Jurors were sworn in Monday to hear testimony as Arthur Andersen LLP went on trial for its life for allegedly obstructing justice by shredding Enron-related documents.

The jurors, nine men and seven women, were told to return to the Houston courtroom Tuesday morning for opening statements from lawyers in the first criminal case to emerge from Enron Corp.'s dizzying collapse last year.

The jury was picked after day-long questioning of a panel that began with 106 potential jurors.

"There's nothing wrong with knowing stuff about this case," Andersen's lead attorney, Rusty Hardin, told potential jurors during questioning. "The question is whether it will affect your decision."

"I believe I could be fair but the greed of the executives still stings me," one woman replied.

"I think I could be fair but some of my clients would think I was crazy if I acquitted them," said one man.

Both were excused. None of the people questioned as possible jurors was identified in court by name.

Prosecutors declined to disclose their leadoff witnesses.

"I'm sorry, it's not public," Andrew Weissmann, an assistant U.S. attorney, told reporters.

"They're just going to tell us when they want to," Hardin said. "It's just games."

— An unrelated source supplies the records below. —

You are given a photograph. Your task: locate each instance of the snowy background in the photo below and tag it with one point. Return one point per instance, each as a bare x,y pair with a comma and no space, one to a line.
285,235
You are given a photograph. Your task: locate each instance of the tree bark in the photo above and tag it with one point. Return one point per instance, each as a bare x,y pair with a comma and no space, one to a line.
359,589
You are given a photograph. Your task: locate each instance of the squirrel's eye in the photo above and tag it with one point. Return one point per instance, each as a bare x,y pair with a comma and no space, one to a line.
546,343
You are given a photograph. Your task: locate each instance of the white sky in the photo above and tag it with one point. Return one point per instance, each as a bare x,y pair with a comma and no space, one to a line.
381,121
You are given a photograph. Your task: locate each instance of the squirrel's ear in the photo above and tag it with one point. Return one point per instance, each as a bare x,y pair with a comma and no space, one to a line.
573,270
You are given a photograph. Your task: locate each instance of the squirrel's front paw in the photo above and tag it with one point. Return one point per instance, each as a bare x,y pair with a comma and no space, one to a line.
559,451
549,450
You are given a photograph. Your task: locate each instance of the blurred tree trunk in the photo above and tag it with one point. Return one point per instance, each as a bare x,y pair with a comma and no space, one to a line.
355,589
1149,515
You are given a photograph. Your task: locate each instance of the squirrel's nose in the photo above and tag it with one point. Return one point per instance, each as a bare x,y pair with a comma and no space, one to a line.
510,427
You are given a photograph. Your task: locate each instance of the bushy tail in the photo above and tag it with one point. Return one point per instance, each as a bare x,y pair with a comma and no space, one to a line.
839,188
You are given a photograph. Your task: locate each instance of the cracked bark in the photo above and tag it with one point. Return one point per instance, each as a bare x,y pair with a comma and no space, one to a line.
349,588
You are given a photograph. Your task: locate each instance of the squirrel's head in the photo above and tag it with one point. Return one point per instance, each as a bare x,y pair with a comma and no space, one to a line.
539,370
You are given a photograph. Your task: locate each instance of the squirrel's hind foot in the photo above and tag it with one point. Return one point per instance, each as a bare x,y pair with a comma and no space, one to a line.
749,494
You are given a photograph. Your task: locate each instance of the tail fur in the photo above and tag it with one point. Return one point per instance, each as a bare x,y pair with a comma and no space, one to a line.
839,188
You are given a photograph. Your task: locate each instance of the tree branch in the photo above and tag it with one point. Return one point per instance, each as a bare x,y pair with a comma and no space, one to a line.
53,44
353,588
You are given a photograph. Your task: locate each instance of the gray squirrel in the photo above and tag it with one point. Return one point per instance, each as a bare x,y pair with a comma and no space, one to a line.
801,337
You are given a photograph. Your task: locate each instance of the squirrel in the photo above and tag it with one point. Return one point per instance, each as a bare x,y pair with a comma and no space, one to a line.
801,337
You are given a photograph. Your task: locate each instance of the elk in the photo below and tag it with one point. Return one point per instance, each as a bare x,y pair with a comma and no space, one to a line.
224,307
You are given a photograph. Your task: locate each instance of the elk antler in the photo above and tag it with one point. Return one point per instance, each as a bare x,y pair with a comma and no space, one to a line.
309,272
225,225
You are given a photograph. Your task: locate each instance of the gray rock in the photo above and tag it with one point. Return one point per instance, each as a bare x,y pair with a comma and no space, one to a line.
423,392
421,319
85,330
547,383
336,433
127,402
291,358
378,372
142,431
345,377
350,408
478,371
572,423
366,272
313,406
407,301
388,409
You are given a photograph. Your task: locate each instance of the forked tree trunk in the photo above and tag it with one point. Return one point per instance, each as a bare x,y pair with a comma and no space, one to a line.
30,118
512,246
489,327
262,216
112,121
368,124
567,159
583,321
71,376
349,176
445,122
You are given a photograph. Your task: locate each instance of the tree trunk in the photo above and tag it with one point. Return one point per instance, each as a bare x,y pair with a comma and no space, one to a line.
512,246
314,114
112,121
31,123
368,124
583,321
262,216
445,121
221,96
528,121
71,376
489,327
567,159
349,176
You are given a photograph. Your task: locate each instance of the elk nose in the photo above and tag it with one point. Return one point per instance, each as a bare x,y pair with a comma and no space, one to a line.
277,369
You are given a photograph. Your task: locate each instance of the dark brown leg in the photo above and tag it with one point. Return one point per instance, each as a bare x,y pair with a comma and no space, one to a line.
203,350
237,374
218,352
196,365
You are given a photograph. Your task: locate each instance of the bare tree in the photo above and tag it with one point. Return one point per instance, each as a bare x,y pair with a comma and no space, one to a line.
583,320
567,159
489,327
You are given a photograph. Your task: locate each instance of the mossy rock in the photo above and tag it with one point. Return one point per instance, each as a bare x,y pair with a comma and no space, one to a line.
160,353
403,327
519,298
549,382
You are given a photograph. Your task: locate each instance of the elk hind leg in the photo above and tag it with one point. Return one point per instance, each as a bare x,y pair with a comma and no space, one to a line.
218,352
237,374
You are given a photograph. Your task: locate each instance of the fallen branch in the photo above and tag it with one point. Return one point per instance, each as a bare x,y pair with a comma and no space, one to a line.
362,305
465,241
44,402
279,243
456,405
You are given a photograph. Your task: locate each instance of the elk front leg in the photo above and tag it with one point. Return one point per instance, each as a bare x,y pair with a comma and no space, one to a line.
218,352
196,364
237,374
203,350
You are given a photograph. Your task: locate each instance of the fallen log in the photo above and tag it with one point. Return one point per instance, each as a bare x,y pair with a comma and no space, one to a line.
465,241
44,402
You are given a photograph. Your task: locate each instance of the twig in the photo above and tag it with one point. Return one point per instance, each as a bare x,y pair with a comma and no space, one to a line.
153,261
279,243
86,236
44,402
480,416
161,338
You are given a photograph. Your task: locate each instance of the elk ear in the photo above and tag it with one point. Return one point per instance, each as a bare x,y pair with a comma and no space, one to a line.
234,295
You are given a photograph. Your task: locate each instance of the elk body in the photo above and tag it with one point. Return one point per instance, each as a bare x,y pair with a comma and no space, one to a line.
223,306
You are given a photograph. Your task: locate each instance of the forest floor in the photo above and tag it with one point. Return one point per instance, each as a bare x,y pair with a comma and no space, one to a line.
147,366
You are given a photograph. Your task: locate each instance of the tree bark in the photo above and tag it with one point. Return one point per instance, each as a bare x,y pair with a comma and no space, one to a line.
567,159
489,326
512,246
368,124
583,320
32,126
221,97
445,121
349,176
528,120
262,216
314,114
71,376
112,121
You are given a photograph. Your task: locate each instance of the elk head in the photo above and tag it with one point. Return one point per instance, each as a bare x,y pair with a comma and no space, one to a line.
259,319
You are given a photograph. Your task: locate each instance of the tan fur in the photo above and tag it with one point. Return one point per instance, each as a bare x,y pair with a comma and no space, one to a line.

Hardin said earlier Monday no last-minute settlement between the accounting firm and prosecutors even was attempted.

"There will be a trial," Hardin said.

"Andersen's turnaround, if it is going to come at all, has to start somewhere and I suspect the firm's lawyers and executives figure the criminal trial is as good a place as any to make that start -- to make their stand." said CBSNews.com Legal Analyst Andrew Cohen.

Hardin will try to avoid a conviction that could provide the knockout punch to the embattled Chicago-based accounting firm that already has been plagued by bolting clients, fleeing partners, forced layoffs and a damaged reputation.

Prosecutors said if jurors determine one Andersen employee destroyed documents to thwart government investigations on the firm's behalf, that's enough to secure a conviction.

"It's not a defense to come to court and say, 'Well, just a few people did this and there are thousands of people who are innocent,'" Assistant U.S. Attorney Matt Friedrich told the potential jurors.

Friedrich referred to one former Andersen partner — David Duncan — while questioning potential jurors. He said jurors will hear from the fired Andersen employee.

Duncan pleaded guilty April 9 to obstruction of justice for directing shredding to keep documents from federal regulators at the Securities and Exchange Commission. He was fired in January shortly after Andersen publicly acknowledged the shredding.

Hardin said the outcome of the case is "critically important" to the thousands of Andersen workers who face joblessness if the firm disintegrates.

"I don't think there's going to be any evidence in this case that people destroyed documents to keep them away from the police," Hardin said.

Other potential prosecution witnesses, according to Friedrich, include:

Nancy Temple, an in-house lawyer for Andersen in Chicago who sent an e-mail to the firm's Houston office in mid-October reminding workers of the company's document retention and destruction policy. Temple told Congress in February she did not instruct anyone to destroy Enron documents.

Carl Bass, a partner in Andersen's Houston office who was removed from Enron's account at the giant energy trader's request in March 2001 when he strenuously objected to some of the financial deals that later helped cause Enron's downfall.

Michael Odom, an Andersen partner on the Enron account who received Temple's e-mail and later was relieved of management duties.

Sharon Thibault, who was in charge of overseeing document shredding at Andersen and noticed a higher volume of documents being brought in trunks from the firm's office at Enron's headquarters in October and November.

Andersen is charged with obstruction of justice for allegedly destroying Enron-related audit records from Oct. 10 through Nov. 9 last year as the Securities and Exchange Commission began examining the web of accounting that may have contributed to Enron's bankruptcy.

The maximum penalty Andersen could face if convicted is a $500,000 fine and five years' probation. It additionally could be fined up to twice any gains or damages the court determines were caused by the firm's action.

The trial was expected to last at least three weeks.